Slaying the Datum Shift Dragon

In the last few weeks, I believe I have made substantial improvements to the way datum shift information is derived from the EPSG dictionary for use in GDAL/OGR, PROJ.4 and related packages.

The EPSG database model supports having multiple datum shift options for a particular datum, such as "Potsdam Rauenberg 1950 DHDN" to get to WGS84. This reflects the reality that datum conversion is often an approximation for which there may be multiple reasonable solutions. Often different datum shift parameters are appropriate depending on the sub-region of the datum being used.

Many other coordinate system dictionary models and GIS systems do *not* provide for a multiplicity of datum shift options. For instance, the OGC Well Known Text representation of a coordinate system only allows for one TOWGS84[] clause indicating the preferred mapping to WGS84. This is also true of many software packages, including those based on PROJ.4 and it's epsg based dictionary.

In the past, the code I had implemented for translating the epsg database to a dictionary format assumed that datum shift parameters should only be carried into the dictionary if there was one, and only one shift available in the EPSG database. I took this approach because it seemed very dangerous to arbitrarily select one of several possible datum shifts without any intrinsic knowledge about which was most appropriate. I depending on users seeing that no datum shift was available in the default translation and taking this to mean that they had to do some research to establish what was most appropriate for them.

Predictably, the real result was massive confusion and complaints. At one time if there was no datum shift available, PROJ.4 would just do a transformation based on the change of ellipsoid which was often a very poor choice. So in PROJ 4.6.0 I altered the code not attempt any datum shift transformation if either or both of the source and destination coordinate system lacked datum shift information.

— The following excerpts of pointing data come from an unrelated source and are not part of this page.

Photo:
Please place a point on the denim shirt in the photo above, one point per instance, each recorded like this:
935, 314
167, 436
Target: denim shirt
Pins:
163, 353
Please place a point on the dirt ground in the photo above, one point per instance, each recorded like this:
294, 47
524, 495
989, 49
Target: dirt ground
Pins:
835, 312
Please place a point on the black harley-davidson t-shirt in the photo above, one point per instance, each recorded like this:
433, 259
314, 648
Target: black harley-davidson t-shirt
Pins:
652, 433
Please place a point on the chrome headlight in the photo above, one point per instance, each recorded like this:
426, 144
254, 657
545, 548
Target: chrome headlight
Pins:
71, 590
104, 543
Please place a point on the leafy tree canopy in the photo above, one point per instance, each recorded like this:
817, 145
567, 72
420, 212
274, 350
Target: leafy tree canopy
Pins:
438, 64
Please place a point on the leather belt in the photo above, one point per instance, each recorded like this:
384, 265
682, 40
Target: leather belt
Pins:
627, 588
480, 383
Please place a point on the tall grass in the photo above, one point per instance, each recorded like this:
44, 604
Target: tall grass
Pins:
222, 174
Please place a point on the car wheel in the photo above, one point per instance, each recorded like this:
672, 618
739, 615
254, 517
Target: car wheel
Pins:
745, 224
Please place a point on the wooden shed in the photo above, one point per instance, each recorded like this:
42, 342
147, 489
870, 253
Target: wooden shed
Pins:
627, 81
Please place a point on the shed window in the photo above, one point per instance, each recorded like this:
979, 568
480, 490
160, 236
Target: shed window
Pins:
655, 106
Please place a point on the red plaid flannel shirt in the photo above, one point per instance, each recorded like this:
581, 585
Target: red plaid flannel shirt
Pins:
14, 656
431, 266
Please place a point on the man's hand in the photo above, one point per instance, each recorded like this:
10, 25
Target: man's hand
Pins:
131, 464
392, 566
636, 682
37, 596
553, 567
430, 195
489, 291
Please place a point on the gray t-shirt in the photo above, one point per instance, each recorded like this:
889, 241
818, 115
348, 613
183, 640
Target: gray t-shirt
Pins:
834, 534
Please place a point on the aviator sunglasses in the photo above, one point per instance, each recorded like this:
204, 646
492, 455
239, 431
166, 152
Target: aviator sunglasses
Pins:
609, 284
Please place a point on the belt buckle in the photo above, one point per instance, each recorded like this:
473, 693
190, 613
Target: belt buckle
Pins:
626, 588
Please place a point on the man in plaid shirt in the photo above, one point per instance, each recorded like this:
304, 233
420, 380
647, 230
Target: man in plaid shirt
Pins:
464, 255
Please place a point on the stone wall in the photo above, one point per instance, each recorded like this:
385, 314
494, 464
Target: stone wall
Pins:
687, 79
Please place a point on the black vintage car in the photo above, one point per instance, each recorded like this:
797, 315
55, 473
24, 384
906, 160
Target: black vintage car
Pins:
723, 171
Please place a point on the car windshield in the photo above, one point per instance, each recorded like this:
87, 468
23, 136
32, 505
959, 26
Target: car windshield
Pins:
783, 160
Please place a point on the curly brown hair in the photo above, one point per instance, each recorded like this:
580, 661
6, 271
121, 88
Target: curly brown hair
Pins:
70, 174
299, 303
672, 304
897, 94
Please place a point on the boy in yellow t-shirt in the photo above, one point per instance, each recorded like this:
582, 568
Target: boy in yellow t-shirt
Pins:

While this got rid of one family of errors, it also triggered lots of additional frustration and confusion. Part of this was just because there was a change of behavior. But it was also pushing people a bit harder to determine the appropriate datum shift and they did not like having to do this.

So, at last, I have taken the plunge and reworked the scripts used to translate the EPSG dictionary so that they attempt to pick one shift if there are several available. I follow a few heuristics in this effort.

1) I discard any datum shifts marked as deprecated.

2) I examine the supersession table to identify any datum shifts that have been superceeded by newer forms and ignore the superceeded forms.

3) I try to pick the datum shift with the larges "area of use" region under the assumption that it will likely be the broad use shift rather than a shift only applicable in a small area.

4) I examine the datum_shift_pref.csv file to see if there is a user supplied preferred datum shift to use. If so, I use that.

The result of all this is a datum_shift.csv file which includes all the datum shifts, with one of them marked as preferred. That preferred version goes into the gcs.csv file for use with the associated geographic coordinate system.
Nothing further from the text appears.